Ted Cruz Portion of Big Beautiful Bill Runs Counter to Trump Budget

Senate Commerce Committee Chairman Ted Cruz (R-TX) slipped into the Senate version of the Big Beautiful Bill funding for NASA and other priorities that run counter to President Donald Trump’s proposed budget.
Cruz in early June released the Commerce Committee portion for the text of the Big Beautiful Bill. Among these priorities is $9.9 billion in additional funding in the current year for the National Aeronautics and Space Administration (NASA).
The $10 billion package would spend $4.1 billion on the production of the Space Launch System (SLS) rockets for the Artemis 4 and 5 missions. NASA’s fiscal year 2026 budget proposal would end SLS development, along with the Orion spacecraft, with Artemis 3. The proposal would also provide $250 million in additional funding for the International Space Station through fiscal year 2029.
The Cruz portion of the budget appeared to ruffle some feathers.
This budget proposal appears to contradict the goals of the Trump administration’s fiscal year 2026 budget proposal, which sought an $18.8 billion cut from the roughly $24.9 billion it received in fiscal year 2025.
The Trump White House seeks to reduce funding for lower-priority research and “terminate unaffordable missions such as the Mars Sample Return mission that is grossly overbudget and whose goals would be achieved by human missions to Mars.”

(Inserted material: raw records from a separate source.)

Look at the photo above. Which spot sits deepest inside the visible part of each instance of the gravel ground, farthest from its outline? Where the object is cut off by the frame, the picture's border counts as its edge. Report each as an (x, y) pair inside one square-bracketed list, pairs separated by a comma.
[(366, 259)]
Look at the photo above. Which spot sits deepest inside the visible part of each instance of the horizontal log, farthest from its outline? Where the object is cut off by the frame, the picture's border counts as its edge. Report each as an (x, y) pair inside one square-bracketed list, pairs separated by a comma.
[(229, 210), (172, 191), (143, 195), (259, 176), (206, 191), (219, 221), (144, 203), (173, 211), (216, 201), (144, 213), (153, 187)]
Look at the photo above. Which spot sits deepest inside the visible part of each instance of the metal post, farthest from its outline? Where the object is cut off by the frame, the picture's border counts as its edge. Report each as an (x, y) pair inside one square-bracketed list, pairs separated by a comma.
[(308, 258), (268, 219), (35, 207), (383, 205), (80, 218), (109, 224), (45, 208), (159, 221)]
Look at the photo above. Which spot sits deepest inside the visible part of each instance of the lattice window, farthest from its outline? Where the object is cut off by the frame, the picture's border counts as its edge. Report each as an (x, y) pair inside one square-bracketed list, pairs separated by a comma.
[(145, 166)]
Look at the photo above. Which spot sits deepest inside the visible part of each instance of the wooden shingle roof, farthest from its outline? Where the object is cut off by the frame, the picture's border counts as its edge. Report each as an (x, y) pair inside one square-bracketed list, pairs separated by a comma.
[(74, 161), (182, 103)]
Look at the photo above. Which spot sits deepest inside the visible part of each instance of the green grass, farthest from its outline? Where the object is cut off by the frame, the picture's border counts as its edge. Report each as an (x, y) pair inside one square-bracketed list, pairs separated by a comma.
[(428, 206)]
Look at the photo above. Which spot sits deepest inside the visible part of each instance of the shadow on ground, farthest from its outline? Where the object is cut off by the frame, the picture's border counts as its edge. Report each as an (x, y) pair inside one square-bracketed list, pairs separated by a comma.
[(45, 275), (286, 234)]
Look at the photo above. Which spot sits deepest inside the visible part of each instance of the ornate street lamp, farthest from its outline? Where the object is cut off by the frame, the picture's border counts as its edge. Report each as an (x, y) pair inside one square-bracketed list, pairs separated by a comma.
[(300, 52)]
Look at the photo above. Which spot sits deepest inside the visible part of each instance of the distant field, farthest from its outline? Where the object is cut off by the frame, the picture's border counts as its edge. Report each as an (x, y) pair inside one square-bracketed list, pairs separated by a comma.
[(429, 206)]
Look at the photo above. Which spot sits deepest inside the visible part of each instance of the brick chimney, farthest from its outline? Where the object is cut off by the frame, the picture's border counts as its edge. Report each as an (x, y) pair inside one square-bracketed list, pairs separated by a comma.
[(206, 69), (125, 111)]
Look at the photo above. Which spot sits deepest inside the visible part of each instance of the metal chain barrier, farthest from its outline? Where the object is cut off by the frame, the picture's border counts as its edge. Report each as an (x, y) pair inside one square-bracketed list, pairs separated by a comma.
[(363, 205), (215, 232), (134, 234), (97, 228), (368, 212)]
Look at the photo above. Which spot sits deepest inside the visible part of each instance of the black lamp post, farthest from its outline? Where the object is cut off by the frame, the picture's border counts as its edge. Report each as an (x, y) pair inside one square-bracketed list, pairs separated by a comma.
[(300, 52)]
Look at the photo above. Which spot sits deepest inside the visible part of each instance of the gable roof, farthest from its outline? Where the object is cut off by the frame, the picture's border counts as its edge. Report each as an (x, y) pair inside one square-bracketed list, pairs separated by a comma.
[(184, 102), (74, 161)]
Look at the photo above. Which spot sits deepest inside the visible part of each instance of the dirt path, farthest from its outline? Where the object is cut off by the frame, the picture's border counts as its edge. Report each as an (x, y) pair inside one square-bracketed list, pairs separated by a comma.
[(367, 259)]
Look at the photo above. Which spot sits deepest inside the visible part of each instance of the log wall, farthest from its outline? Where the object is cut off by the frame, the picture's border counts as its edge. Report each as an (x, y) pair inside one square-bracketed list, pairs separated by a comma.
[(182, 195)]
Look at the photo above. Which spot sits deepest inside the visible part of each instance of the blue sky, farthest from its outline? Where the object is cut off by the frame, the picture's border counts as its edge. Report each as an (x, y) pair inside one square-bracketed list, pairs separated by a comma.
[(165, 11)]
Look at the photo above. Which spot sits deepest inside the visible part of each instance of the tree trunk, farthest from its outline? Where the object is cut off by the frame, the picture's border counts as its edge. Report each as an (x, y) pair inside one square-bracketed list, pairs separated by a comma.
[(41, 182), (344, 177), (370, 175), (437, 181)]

The Trump budget also reduces funding for Legacy Human Exploration Systems, believing that these “grossly expensive and delayed Space Launch System [SLS]” should be phased out. It also proposes to scrap the Lunar Gateway, which the Cruz proposal funds:
The Budget phases out the grossly expensive and delayed Space Launch System (SLS) rocket and Orion capsule after three flights. SLS alone costs $4 billion per launch and is 140 percent over budget. The Budget funds a program to replace SLS and Orion flights to the Moon with more cost- Legacy Human Exploration Systems -879 effective commercial systems that would support more ambitious subsequent lunar missions. The Budget also proposes to terminate the Gateway, a small lunar space station in development with international partners, which would have been used to support future SLS and Orion missions.
The White House budget also would streamline the NASA Center operations, saying, “The Budget refocuses NASA on beating China back to the Moon and putting the first human on Mars. To achieve these objectives, it would streamline the workforce, IT services, NASA Center operations, facility maintenance, and construction and environmental compliance activities.”
Sen. Cruz has yet to respond to a request for comment.